The original manuscripts of the Wellington mission papers are part of the Church Missionary Society Archives housed in the Heslop Room of the University of Birmingham Library, England. We are grateful to Mr Ken Osborne, Records Manager of the Church Missionary Society, for permission to reproduce the Wellington mission papers.
This edition has been prepared from Australian Joint Copying Project microfilm held by Auchmuty Library, University of Newcastle, NSW, and purchased with the aid of the Light Bequest in 1994.
From 1995-97, this project has been made possible by small grants from the University of Newcastle RMC and the Australian Research Council.
In 1996, the NSW Aboriginal Land Council approved this project and appointed Rose Chown and other members of the Wellington Wiradjuri community as collaborators with the chief researcher. (This project is not related to recent determinations of the Native Land Tribunal in the matter of the Wellington Town Common.)
Images used in this project have been reproduced with the permission of the National Library, Canberra and the Mitchell Library, Sydney. We acknowlege the support of the State Library of New South Wales who generously waived their usual reproduction fees.
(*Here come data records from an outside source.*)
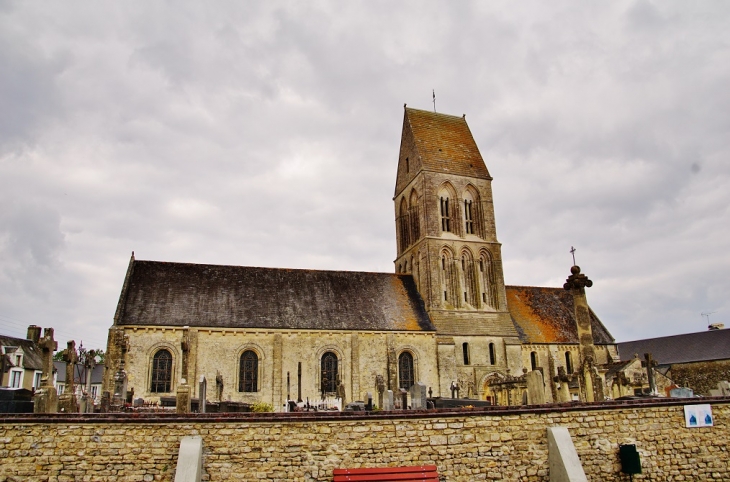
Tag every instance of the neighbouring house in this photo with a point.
(695, 360)
(21, 360)
(79, 379)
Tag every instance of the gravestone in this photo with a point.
(418, 396)
(681, 392)
(45, 400)
(388, 400)
(722, 390)
(67, 401)
(202, 389)
(535, 388)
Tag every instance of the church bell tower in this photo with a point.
(447, 240)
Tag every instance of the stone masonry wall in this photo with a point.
(466, 445)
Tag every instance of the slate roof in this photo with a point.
(691, 347)
(547, 315)
(179, 294)
(32, 354)
(445, 144)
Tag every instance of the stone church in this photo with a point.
(444, 318)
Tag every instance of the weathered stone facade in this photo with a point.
(447, 307)
(466, 445)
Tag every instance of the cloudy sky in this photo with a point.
(267, 134)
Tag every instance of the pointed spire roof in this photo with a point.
(445, 144)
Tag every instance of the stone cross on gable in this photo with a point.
(47, 345)
(70, 357)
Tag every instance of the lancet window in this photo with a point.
(328, 372)
(406, 377)
(248, 377)
(161, 372)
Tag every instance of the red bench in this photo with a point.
(428, 473)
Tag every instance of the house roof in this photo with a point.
(96, 374)
(547, 315)
(32, 354)
(690, 347)
(445, 144)
(180, 294)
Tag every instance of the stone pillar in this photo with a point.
(67, 401)
(535, 388)
(45, 400)
(202, 394)
(590, 380)
(183, 399)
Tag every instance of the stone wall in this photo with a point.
(466, 445)
(700, 376)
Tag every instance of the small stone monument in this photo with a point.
(418, 396)
(535, 387)
(380, 388)
(722, 390)
(46, 399)
(681, 392)
(388, 400)
(202, 394)
(183, 400)
(67, 401)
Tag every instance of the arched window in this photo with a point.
(406, 378)
(568, 363)
(328, 380)
(448, 278)
(487, 281)
(469, 278)
(161, 372)
(445, 213)
(248, 372)
(415, 220)
(468, 214)
(403, 225)
(471, 214)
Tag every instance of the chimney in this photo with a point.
(34, 333)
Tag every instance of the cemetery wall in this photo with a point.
(477, 444)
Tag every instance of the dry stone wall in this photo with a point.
(466, 445)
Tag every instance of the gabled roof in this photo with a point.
(691, 347)
(547, 315)
(445, 144)
(179, 294)
(32, 355)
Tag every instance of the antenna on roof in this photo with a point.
(707, 314)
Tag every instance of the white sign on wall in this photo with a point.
(698, 416)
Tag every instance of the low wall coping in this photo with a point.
(230, 417)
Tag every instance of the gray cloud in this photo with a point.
(267, 134)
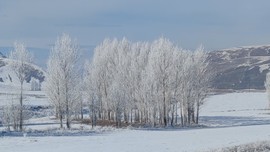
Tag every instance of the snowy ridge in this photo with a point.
(9, 80)
(241, 67)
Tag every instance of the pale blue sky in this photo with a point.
(216, 24)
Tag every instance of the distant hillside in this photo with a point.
(8, 79)
(240, 68)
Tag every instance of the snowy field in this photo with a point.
(229, 120)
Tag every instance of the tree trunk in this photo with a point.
(21, 108)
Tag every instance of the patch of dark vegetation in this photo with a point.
(263, 146)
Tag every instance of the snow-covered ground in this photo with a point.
(232, 119)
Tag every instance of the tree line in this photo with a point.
(147, 83)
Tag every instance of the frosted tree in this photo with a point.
(146, 82)
(62, 75)
(20, 66)
(267, 86)
(161, 61)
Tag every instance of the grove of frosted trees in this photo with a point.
(143, 83)
(154, 83)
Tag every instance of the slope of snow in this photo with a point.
(235, 118)
(140, 140)
(9, 80)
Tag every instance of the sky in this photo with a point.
(216, 24)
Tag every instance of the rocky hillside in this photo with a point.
(240, 68)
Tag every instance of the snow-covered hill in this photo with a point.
(241, 67)
(10, 82)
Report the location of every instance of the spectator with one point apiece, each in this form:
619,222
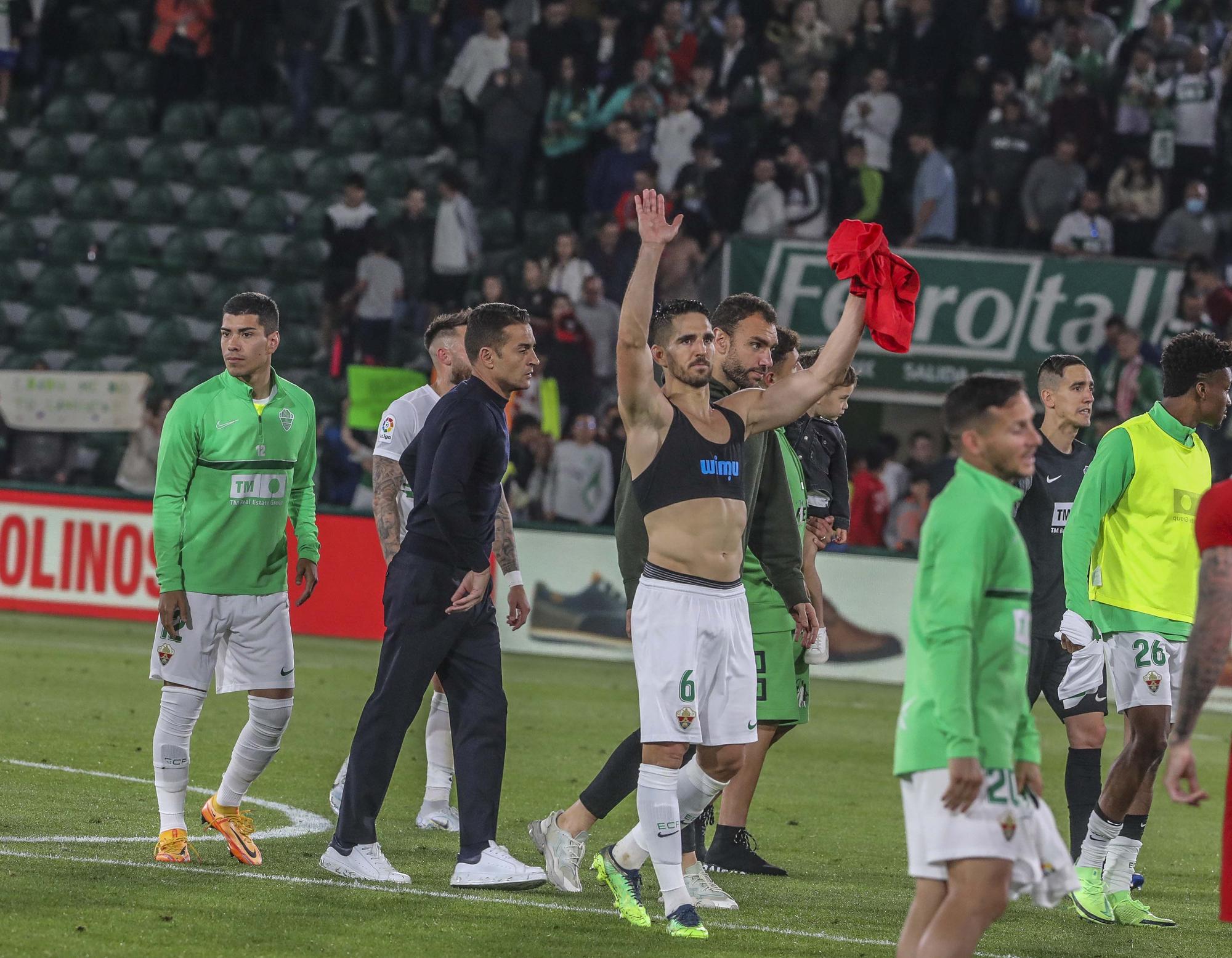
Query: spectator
1005,150
1085,232
484,54
673,137
1188,230
343,21
766,211
567,121
580,481
934,196
601,317
874,116
456,243
858,187
672,47
380,288
870,503
1052,189
1135,198
140,465
182,42
613,171
805,197
567,270
511,106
Hilary Carey also thanks librarians and archivists in Australia, the US and the UK: Mitchell Library, Sydney; the library of the Australian Institute of Aboriginal and Torres Strait Islander Studies, Canberra; Martha Smalley at the Day Missions Library, Yale Divinity School; Birmingham University Library, Birmingham; the Library of the School of Oriental and African Studies, London; as well as the research team of the North Atlantic Missiology Project and Kerry Bassinger of the Royal Commonwealth Society Library, Cambridge, for their assistance.
The editors are deeply indebted to Susan West for her patient and thorough work on sections of the manuscripts and transcripts, and for her contribution to researching the people and places that permeate the story of the Wellington Valley mission.
The 2002 edition could not have succeeded with the help of Joanne Evans of the Australian Science and Technology Heritage Centre, who helped guide us through the use of AUSTEHC's Web Academic Resource Publisher (WARP) software.
We would also like to acknowledge the many people who have conrtributed ideas and information. We thank our South African contact, Mervyn Smith, City of George, Western Cape, an elder and Member of the Order of Lay Preachers of the Uniting Presbyterian Church of Southern Africa who has a keen scholarly and antiquarian interest in the records of Africana Missiology. Thanks to Ron Harper and Ted Freeman for discussions relating to the missionary, John Harper, and to Liz Vincent of Picton NSW, for discussion of the early history of the Camden district.